For the clearer, single-gene caused diseases, we already have an informed medical system, with professional genetic counselors and physicians, that has sorted these out long ago and has long been set up to use various kinds of data to provide very important and useful advice.  Which is not to say that the system is infallible for people with such diseases at all.  Yes, if the cause of the disease or disorder hasn't yet been identified, WGS or WES may be helpful for doing so, though certainly not always, and as it's the very rare Mendelian disorders that remain unexplained, the search can be complex -- the causal variant may be due to somatic mutation, or the cause may be multiple interacting genes, or in a regulatory region, not protein coding.

In fact, it may not be widely understood that GWAS works because of inheritance and is essentially itself a kind of family data -- but one with unknown, very deep family connections.  It has some advantages in that respect, because if cases are only distantly related, they may only share narrow chromosome regions (at the causal genes), whereas close relatives share huge fractions of their genomes.  By contrast, if the disease is genetically caused, unaffected controls will be less closely related to each other than are the cases.
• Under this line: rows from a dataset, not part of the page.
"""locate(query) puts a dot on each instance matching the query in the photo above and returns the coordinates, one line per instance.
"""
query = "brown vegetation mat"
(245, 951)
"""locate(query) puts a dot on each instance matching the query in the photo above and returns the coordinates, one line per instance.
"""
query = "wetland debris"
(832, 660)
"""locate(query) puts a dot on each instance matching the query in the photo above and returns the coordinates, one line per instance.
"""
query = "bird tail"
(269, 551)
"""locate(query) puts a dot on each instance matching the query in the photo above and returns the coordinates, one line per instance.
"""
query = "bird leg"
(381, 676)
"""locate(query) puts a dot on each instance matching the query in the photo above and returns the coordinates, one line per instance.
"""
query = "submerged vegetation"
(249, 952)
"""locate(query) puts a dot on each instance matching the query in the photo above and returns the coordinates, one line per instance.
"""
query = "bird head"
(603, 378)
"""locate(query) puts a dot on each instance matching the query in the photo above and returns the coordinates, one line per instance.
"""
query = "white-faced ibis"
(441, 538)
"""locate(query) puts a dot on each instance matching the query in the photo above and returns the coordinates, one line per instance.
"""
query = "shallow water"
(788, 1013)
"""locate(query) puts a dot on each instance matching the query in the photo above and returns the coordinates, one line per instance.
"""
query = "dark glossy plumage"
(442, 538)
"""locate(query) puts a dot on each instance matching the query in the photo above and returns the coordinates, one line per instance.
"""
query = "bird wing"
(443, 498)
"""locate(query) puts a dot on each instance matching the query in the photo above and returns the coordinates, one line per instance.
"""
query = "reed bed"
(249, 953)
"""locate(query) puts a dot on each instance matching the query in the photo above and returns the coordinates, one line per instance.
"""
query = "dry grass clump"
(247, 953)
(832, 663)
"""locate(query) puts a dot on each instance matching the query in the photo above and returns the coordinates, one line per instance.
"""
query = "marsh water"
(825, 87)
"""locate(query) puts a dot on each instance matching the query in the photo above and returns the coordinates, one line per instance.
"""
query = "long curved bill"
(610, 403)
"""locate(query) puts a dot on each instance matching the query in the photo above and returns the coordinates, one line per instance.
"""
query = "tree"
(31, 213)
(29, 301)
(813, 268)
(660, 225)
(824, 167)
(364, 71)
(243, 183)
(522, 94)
In this sense, GWAS removes the close-relationship 'noise' of shared variation. The problem is that when traits are caused by many different genes, family members may have simpler sets of causal genes than random sets of cases and controls.  So there are statistical issues at play here.  Nonetheless, for the important, common complex diseases, family data are generally more informative than GWAS kinds of data.  [There are other issues too much to go into here, such as the guesspothesis that common diseases are caused by very rare genetic variants that might be found in genome sequence data in families.]

So, as we see it, GWAS -- or any other way to identify genetic causation -- won't be very useful for predicting common complex diseases in individuals, or at least only rarely.  Again, environment is the often intractable but most important wild-card. So, why are currently healthy people interested in having their genomes typed or sequenced? If you've done it, we'd love to know.